Open access to the scientific literature remains a controversial area. To adequately summarize the different arguments and opinions on the matter could easily fill an entire book (Willinsky, 2005). In this commentary, we present the perspective of an open access publisher.
Since BioMed Central launched its pioneering open access journals in 2000, massive progress has been made toward opening up the scientific literature. In the last year, the pace of change has noticeably accelerated, as practical evidence demonstrating the strength of the open access model accumulates.

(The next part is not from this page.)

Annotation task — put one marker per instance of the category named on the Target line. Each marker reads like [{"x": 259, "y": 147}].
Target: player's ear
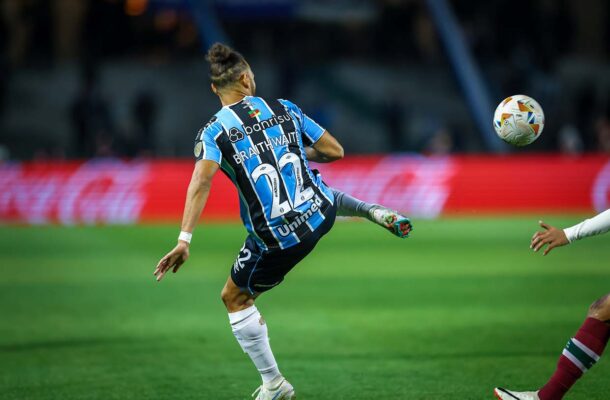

In the early days of the open access movement, critics expressed concern about the likely quality of peer review under an open access model. The Thomson-ISI statistics (such as the Genome Biology 2005 impact factor of 9.71) have mostly addressed such criticisms, however. Impact factors are not a perfect measure of journal quality, but they are, by far, the most widely used objective metric for research assessment, and it seems clear that the open access model is entirely compatible with high standards of peer review.
Another frequently raised concern is that open access might not be economically viable or affordable by the scientific community. However, two reports on the economics of science publishing, commissioned by the Wellcome Trust (2003) and by the European Commission (European Commission Directorate-General for Research, 2004), have both concluded that open access publishing can be expected to be more efficient than the traditional model and so should, in fact, be more affordable for the scientific community. The recent news article in Nature on the finances of Public Library of Science (Butler, 2006), which suggested that open access publishing might not be economically sustainable, attracted a strongly worded rebuttal from P. Peters (Peters, 2006) of the Hindawi Publishing Corporation, which already operates a profitable commercial open access publishing business.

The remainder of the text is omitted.